Szkoła Podstawowa im. Marii Konopnickiej w Konarach

Szkoła Podstawowa im. Marii Konopnickiej w Konarach, cz. 5

Wachlarz możliwości

Widać, że Monika Zatorska jest bardzo dumna ze „swoich” dzieci. Idzie korytarzem, odwróci się, bo dostrzegła kątem oka małą flagę w ręku chłopca, nachyli się i powie: „Ale śliczna!”. Nie wszyscy muszą tu mieć ze wszystkiego piątkę, nie o to chodzi. Zresztą w trakcie roku normą do końca podstawówki są oceny opisowe. Oceny od dostatecznej po bardzo dobrą są na świadectwie, bo taki jest formalny wymóg, jednak dzieci nie przywiązują do nich dużej wagi. Każde z nich wie, że jest coś, w czym jest dobre, więc opuszczają szkołę z poczuciem własnej wartości i uzasadnioną pewnością siebie.
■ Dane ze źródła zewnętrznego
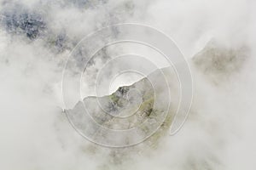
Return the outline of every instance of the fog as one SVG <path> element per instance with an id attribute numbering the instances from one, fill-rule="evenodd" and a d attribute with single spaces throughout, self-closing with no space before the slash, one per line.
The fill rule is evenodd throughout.
<path id="1" fill-rule="evenodd" d="M 1 0 L 0 167 L 254 168 L 255 8 L 253 0 Z M 114 152 L 119 156 L 119 150 L 90 149 L 92 144 L 73 128 L 62 112 L 61 94 L 63 69 L 76 44 L 89 33 L 118 23 L 150 26 L 172 37 L 190 64 L 194 82 L 191 111 L 181 130 L 166 136 L 157 148 L 132 150 L 121 162 L 115 162 L 110 156 Z M 37 26 L 30 26 L 33 24 Z M 199 53 L 205 47 L 207 49 L 211 42 L 213 54 Z M 236 60 L 241 49 L 246 51 L 241 60 Z M 121 54 L 119 50 L 146 54 L 159 67 L 166 66 L 157 54 L 133 44 L 102 50 L 96 55 L 100 60 L 88 68 L 83 98 L 96 94 L 91 83 L 96 71 L 108 56 Z M 220 60 L 221 69 L 214 70 L 218 64 L 211 55 L 230 53 L 235 59 Z M 72 73 L 84 66 L 79 65 L 82 60 L 77 58 Z M 107 72 L 105 78 L 113 78 L 111 73 Z M 125 76 L 107 87 L 108 94 L 141 78 Z M 74 105 L 79 99 L 72 99 Z"/>

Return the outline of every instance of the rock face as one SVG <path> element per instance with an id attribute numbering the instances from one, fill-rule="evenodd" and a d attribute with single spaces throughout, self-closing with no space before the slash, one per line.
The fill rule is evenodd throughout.
<path id="1" fill-rule="evenodd" d="M 161 73 L 158 70 L 108 96 L 87 97 L 66 113 L 77 130 L 100 144 L 128 146 L 147 139 L 155 144 L 172 120 L 169 89 Z"/>
<path id="2" fill-rule="evenodd" d="M 45 29 L 46 24 L 39 14 L 28 10 L 4 11 L 2 17 L 2 25 L 7 31 L 15 34 L 25 34 L 30 39 L 38 37 Z"/>

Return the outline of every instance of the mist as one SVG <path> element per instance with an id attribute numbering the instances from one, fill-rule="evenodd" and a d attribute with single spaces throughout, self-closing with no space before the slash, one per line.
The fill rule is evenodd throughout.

Uczniowie przekonują się tutaj także, że w każdym środowisku się dogadają. Większość aktywności jest wspólna: śniadanie starają się jeść razem, w jadalni, a nie żeby każdy się skrywał gdzieś niewygodnie po kątach korytarza. Korytarz zresztą jest przestrzenią do Twistera, gry w klasy i tym podobnych zabaw, do których każdy łatwo może dołączyć. Uczniowie w klasach od pierwszej do trzeciej codziennie przy wejściu do sali losują miejsca, a w klasach od czwartej do szóstej powtarzają losowanie przed każdą lekcją. Dzięki temu codziennie współpracują w innej konfiguracji, z inną koleżanką z ławki; w ciągu roku na pewno nauczą się pracować z osobami o różnych profilach inteligencji i to pozwoli im lepiej zrozumieć siebie. Prawie na wszystkich lekcjach pracują w grupach, w których uzupełniają się przy rozwiązywaniu zadań, bo jedno dziecko będzie mieć do niego podejście logiczne, drugie filozoficzne, a trzecie obrazowe.
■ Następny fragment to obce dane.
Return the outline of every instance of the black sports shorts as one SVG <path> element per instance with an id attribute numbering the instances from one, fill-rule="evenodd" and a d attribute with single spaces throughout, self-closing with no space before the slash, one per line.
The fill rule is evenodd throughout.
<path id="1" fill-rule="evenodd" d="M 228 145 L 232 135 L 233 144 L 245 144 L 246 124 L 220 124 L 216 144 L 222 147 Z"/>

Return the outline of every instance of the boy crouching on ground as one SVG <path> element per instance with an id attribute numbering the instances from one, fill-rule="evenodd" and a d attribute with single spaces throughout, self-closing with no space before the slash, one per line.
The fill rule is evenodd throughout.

Nauczycielka z Konar zapewnia, że tak naprawdę im więcej dzieci w klasie, tym praca w grupach lub parach przynosi lepsze efekty: „Jeśli wejdę do klasy, zadam pytanie i dzieci się pozgłaszają, to mogę wybrać jedno, dwoje dzieci, a pozostałe nie będą uważać, pomyślą, że najprościej siedzieć cicho, albo będą mieć poczucie, że chciały się wypowiedzieć, ale nie miały czasu. A jeśli zadam to samo pytanie i powiem: odwróćcie się do siebie w parach i przedyskutujcie ten temat, a potem jedno z was zreferuje, to w dwudziestoosobowej klasie będziemy mieć już dziesięcioro dzieci, które się wypowiedzą, a wszystkie będą w parach aktywne”.

Największym wyzwaniem dla nauczycieli jest dostosowywanie procesu edukacji do potrzeb dzieci. Monika Zatorska tłumaczy indywidualizację nauczania tak: „Wszystko to, co robię, robię, myśląc o różnych zdolnościach, o bogatej osobowości tego dziecka. Każdego, które mam w klasie. Patrzę przez pryzmat wartości, jakie mogę w nim zobaczyć”. Nauczyciel sam musi wymyślić, odkryć najwłaściwszą w danym okresie metodę „dojścia” do ucznia. Jeśli po wstępnej obserwacji okaże się, że jego mocną stroną są na przykład relacje interpersonalne i myślenie obrazami, to znaczy, że edukację powinno się opierać na takich metodach, które oddziałują na te sfery inteligencji. Wtedy rozwinie się mocne strony i wykorzysta je, żeby dziecko wspomagać w innych sferach, czyli przykładowo w matematyce lub ruchu. Tu pojawia się zagadka dla pedagogów: jak wykorzystać metody stawiające na ruch, żeby rozwinąć język? Albo metody plastyczne, żeby wykształcić słuch? Albo matematyczne, żeby rozwinąć zdolności interpersonalne? Tyle zagadek, ile wachlarzy.